3.  Cora got her hair cut today. 

4.  It's the fourth tomorrow.  Lock up them little doggies.

5.  We went to Lake Michigan yesterday and I have the pink shoulders to prove it.

6.  I'm still only on season 3 of Lost.  Big sigh.  And in spite of hollering 'I haven't seen it! Stop talking!' for two weeks after the finale, I managed to accidentally see part(s) of the big ending.  Bigger sigh.

7.  Sometimes I feel like blogging, but have nothing to write about. 

8.  #7 explains this post.

9.  So then I rack my brains for subject matter.  But a lot of the time there's nothing in there but Tim McGraw and he is strangely silent.

10.  Anna has trained her brother to say 'Please, favorite sister' whenever he asks her for anything.

11.  I adopted her training method and now he says, unprompted, 'Please, favorite mama.'  We're still working on the 'You're so beautiful and skinny, Mama' part.

12.  I don't believe the health nuts who say you have to drink 8 glasses of water a day or you'll be dehydrated.  If that were true, I'd have been hospitalized years ago.

13.  I actually do drink that much water.  I just heat it up to scalding and pour it over coffee grounds first.

14.  I like a healthy dose in my mug of half and half.

15.  I just realized why I'm 15 pounds overweight.

16.  Oh, and the cherry crisp. 

17.  And the strawberry rhubarb crisp.

18.  And that incredibly fabulous banana bread I made the other day.

19.  I need to order a new bible, so if you have a translation that really floats your boat, let me know.

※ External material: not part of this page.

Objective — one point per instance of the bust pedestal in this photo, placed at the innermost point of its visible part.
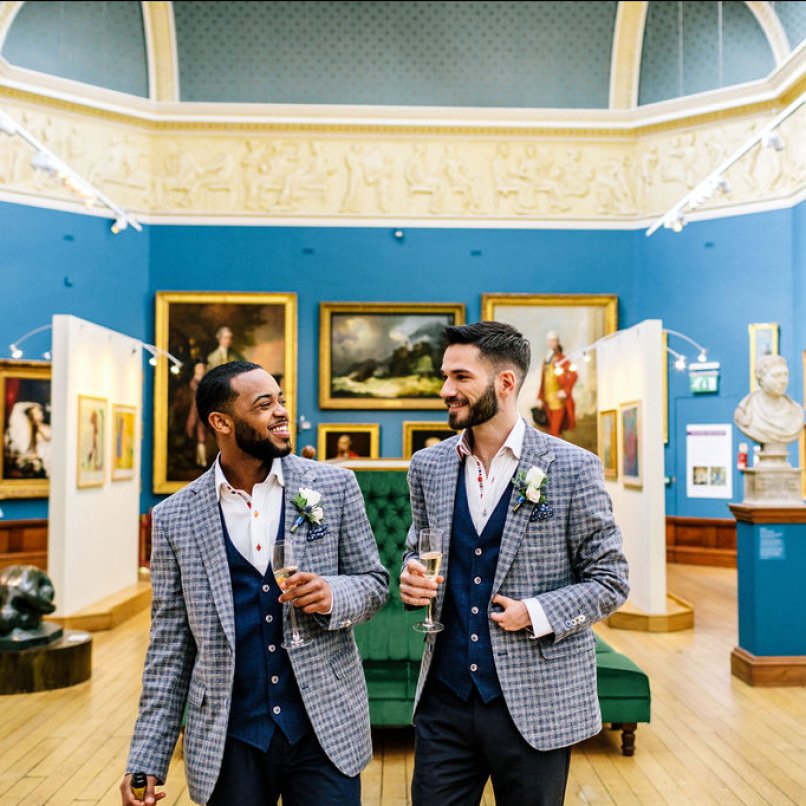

20.  My baby girl is turning double digits in 16 days.

21.  That makes me want to throw up.

22.  Soon she'll run off with the preacher's son and leave the suds in the bucket and the clothes hangin' out on the line.  Cuz Sara Evans doesn't lie.

23.  I actually have clothes out on the line right now!  I love it when the towels are super scratchy from line drying - that may be in a list of top twenty favorite things of mine.  Soft fluffy towels are terrible.

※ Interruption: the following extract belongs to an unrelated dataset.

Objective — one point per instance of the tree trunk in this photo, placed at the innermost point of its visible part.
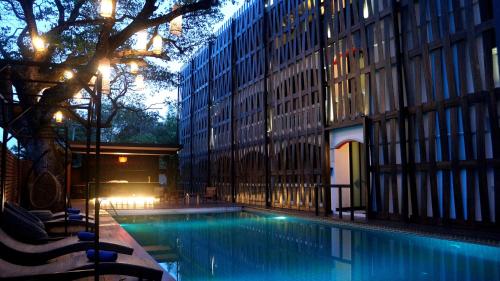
(45, 182)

24.  My gray hairs are back.  Thinking of going redder this time.  Thoughts?

25.  My best friend, Mariah, started her own blog but I refuse to comment on it for a year and a half because that's how long she ignored me.

26.  I'm overly sensitive like that.

27.  My oldest memory is of a staircase in our house in California that I would sit on my butt on and zoom down.  I really, really, really, thought I was FLYING.

28.  Cora just finished her first Trixie Belden book and it made my heart melt.  Trixie Belden was my best childhood pal.  Honey, Jim, chocolate malts and double cheeseburgers, Reddy, Diana, the Bob-Whites of the Glen, the jalopy....I remember more of those books than I do my own childhood actually...Anybody with me?  Anyone want to join my Trixie Belden fan club?  Hello?  Why do I hear crickets?

29.  There are 12 snakes in the shed.

30.  There is the love child between a beaver and a porcupine trapped in the garage.

31.  I am moving into a house with pink carpet.  Hold me.

32.  In August I have to ride a bike 25 miles for the annual Baptist Children's Home Bike-A-Thon.

33.  They may have to leave me on the side of the road where I will have melted into a large puddle of Melyssa in this Michigan humidity.

34.  Gianni has two major loves in his little life: tractors and fruit snacks (which if you ask me, are like crack for kids).  When we found john deere shaped fruit snacks, he wet himself with excitement.

35.  Of course, he is two years old, so wetting himself is a common occurrence.

36.  Cora wants a waterbed for her birthday.  Anyone want to ship THAT to her?